West begins, quite properly, with an admission that “few blacks recognize and acknowledge one fundamental fact of Jewish history: a profound hatred of Jews sits at the center of medieval and modern European communities.” Indeed, long before the word “ghetto” was associated with poor urban blacks, walled gates were an ugly fact of life for most European Jews. That much admitted, however, West goes on to insist that the history of Jews in America “flies in the face of this tragic past,” and, moreover, that “the astonishingly rapid entree of most Jews into the middle and upper middle classes” between 1910 and 1967 now serves to divide those who favor affirmative action programs from those who oppose them. The State of Israel has only exacerbated the problem because “without a sympathetic understanding of the deep historic sources of Jewish fears and anxieties about group survival, blacks will not grasp the visceral attachment of most Jews to Israel.” By the same token, “without a candid acknowledgement of blacks’ status as permanent underdogs in American society, Jews will not comprehend what the symbolic predicament and literal plight of Palestinians in Israel means to blacks.”

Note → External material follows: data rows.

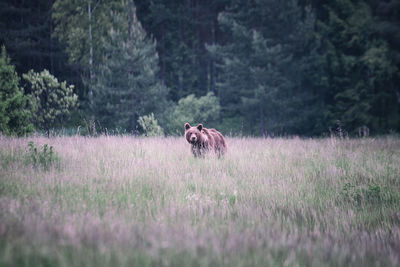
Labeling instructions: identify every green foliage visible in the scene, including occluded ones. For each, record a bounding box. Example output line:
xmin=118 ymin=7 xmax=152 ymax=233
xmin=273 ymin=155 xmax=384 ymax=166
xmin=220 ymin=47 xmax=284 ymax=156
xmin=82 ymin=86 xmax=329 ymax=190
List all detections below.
xmin=0 ymin=46 xmax=33 ymax=136
xmin=317 ymin=0 xmax=398 ymax=133
xmin=94 ymin=1 xmax=168 ymax=132
xmin=138 ymin=113 xmax=164 ymax=136
xmin=25 ymin=141 xmax=60 ymax=171
xmin=22 ymin=70 xmax=78 ymax=135
xmin=164 ymin=92 xmax=221 ymax=135
xmin=209 ymin=0 xmax=314 ymax=136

What both groups need to recognize, then, is the “moral content of Jewish and black identities and of their political consequences,” for if it is true that blacks have been in the forefront of the struggle against American racism, it is also true that “if these efforts fall prey to anti-Semitism, then the principled attempt to combat racism forfeits much of its moral credibility—and we all lose.” Thus,

The vicious murder of Yankel Rosenbaum in Crown Heights in the summer of 1991 bore chilling testimony to a growing black anti-Semitism in this country. Although this particular form of xenophobia from below does not have the same institutional power of those racisms that afflict their victims from above, it certainly deserves the same moral condemnation. Furthermore, the very ethical character of the black freedom struggle largely depends on the open condemnation by its spokespersons of any racist attitude or action.

That West does not quibble in his condemnation of what happened in Crown Heights is good news, but it is even better news that black clergymen—from Reverend Gary Simpson of Concord Baptist Church in Brooklyn (with ten thousand members) and Reverend James Forbes of Riverside Church (with three thousand members) to a litany of others— have voiced similar opinions. Too often what the media serves up are “sound bites” from the angriest militants reporters can corral. But as West reminds us, the best of black culture

as manifested, for example, in jazz or the prophetic black church, refuses to put whites or Jews on a pedestal or in the gutter. Rather, black humanity is affirmed alongside that of others, even when those others have at times dehumanized blacks.

In an age when humanism itself often seems to be under attack, West’s steady faith in the power of love and the necessity of candor is infectious. His reflections on why black anti-Semitism is unworthy and doomed to self-destruction is but one example of why Race Matters is such an extraordinary book. Indeed, one need only turn to his probing thoughts about the complicated psychological myths that surround black sexuality and the ways that black homophobia reinforce images of black machismo identity or to the various myths that have overtaken Malcolm X’s life to feel the reassuring hand of his humanism. For what West represents is nothing more nor less than the black intellectual he has been looking for. Which is to say, if any notes in Race Matters ring false, they are probably those that rattle on about the vacuum in black intellectual leadership. West’s essays make precisely the opposite case, not only putting him squarely in the tradition of black learning that produced the likes of W.E.B.Du Bois and Oliver Cox, St. Claire Drake and Ralph Ellison, but also suggesting that one possibility of the “prophetic” is a future where those who share West’s commitment to truth-telling and a better quality of life for all Americans might yet become a critical mass.